The set of vectors u such that u · v = 0 for every vector v in V is called the dual of V. Dual is written as $V^*$ .

Definition: For a subspace V of $\mathbb{F}^n$ , the dual space of V, written $V^*$ , is: $$V^* = \{ u \in \mathbb{F}^n : u.v = 0 \text{ for every vector v} \in V\}\$$

The dual of Span {a1, . . . , am} is the solution set for a1 · x = 0, . . . , am · x = 0

Let $a_1, \dots , a_m$ be a basis for a vector space V. Let $b1, . . . , bk$ be a basis for the dual V* of the vector space V.

• Then $b_1.v = 0$ for every vector v in V
• Then $b_1.a_1 = 0, \dots, b_1.a_m = 0$
• Then $b_i.a_1 = 0, \dots, b_i.a_m = 0$ for i = 1,…, k

Computation

generators for a vector space V → Algorithm → generators for dual space $V^*$

Theorem

• (V*)* = V. The dual of the dual is the original space.

Matrix

Let $a_1, \dots , a_m$ be generators for V.

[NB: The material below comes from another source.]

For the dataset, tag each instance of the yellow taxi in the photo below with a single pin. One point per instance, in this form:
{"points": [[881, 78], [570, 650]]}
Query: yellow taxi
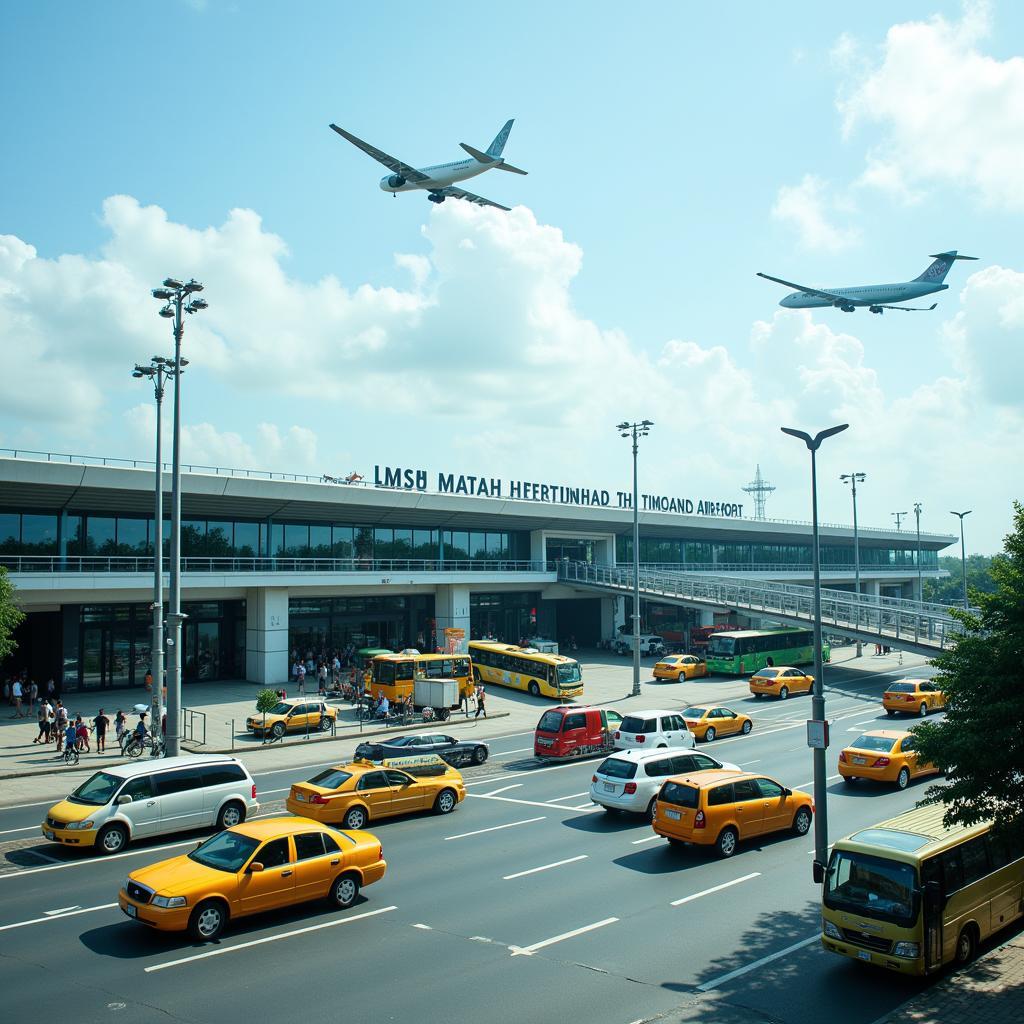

Let $A = \begin{bmatrix} \begin{array}{r} a_1 \\ \hline \\ \vdots \\ \hline \\ a_m \end{array} \end{bmatrix}$ then $V^* = \href{matrix#null space}{Null} A$

Example

over R

Let V = Span {[1, 0, 1], [0, 1, 0]}. Then V* = Span {[1, 0,−1]}:

• [1, 0,−1] · [1, 0, 1] = 0 and [1, 0,−1] · [0, 1, 0] = 0 therefore [1, 0,−1] · v = 0 for every vector v in Span {[1, 0, 1], [0, 1, 0]}.
• For any scalar $\beta$ : $\beta [1, 0, -1].v = \beta ([1, 0, -1].v) = 0$
• Which vectors u satisfy u · v = 0 for every vector v in Span {[1, 0, 1], [0, 1, 0]}? Only scalar multiples of [1, 0,−1].

over Gf2

Let V = Span {[1, 0, 1], [0, 1, 0]}. Then V* = Span {[1, 0, 1]}:

• [1, 0, 1] · [1, 0, 1] = 0 and [1, 0, 1] · [0, 1, 0] = 0.
• Therefore [1, 0, 1] · v = 0 for every vector v in Span {[1, 0, 1], [0, 1, 0]}.
• Of course [0, 0, 0] · v = 0 for every vector v in Span {[1, 0, 1], [0, 1, 0]}.
• [1, 0, 1] and [0, 0, 0] are the only such vectors.